If their side of the board is empty, they must use five previously won pieces to place one piece in each square on their side before repeating the distribution. (If they do not possess any pieces, they must borrow a piece from the other player and return it when counting the points at the end of the game.)

===Capturing===
When the next square to be distributed is empty, the player wins all the pieces in the square after that. A square that contains a lot of pieces is the nhà giàu square (literally: rich square).

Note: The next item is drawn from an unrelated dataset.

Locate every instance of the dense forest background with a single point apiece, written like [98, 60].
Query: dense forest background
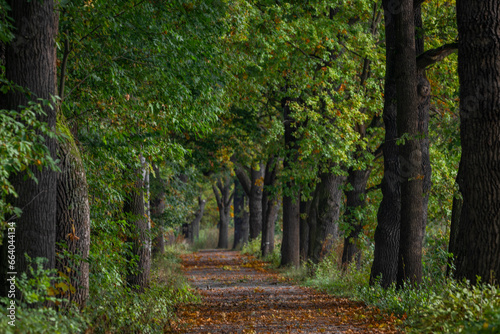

When the next square is an empty Mandarin square, or the next two squares are empty, it becomes the other player's turn.

In some game variations, the Mandarin square can contain little citizen pieces called quan non (literally - quan: Mandarin; non: young or unripened) which may not be captured.

== Song ==
The children song (Vietnamese: đồng dao) is used when playing this game:
Hàng trầu hàng cau The betel stall, the areca nut stall
Là hàng con gái Be stalls of girls
Hàng bánh hàng trái The cake stall, the fruit stall
Là hàng bà già Be stalls of old women
Hàng hương hàng hoa The incense stall, the flower stall
Là hàng cúng Phật. Be stalls for offering the Buddha.

== In science ==
- Mạc Hiển Tích invented số ẩn (negative numbers) from the rules of this game.

== In literature==
- Saying: "Một đập ăn quan" - literally: "one move captures Mandarin piece": expressing a successful result getting from a simple act.

== Variant ==
A variation of this game exists for two, three and four players.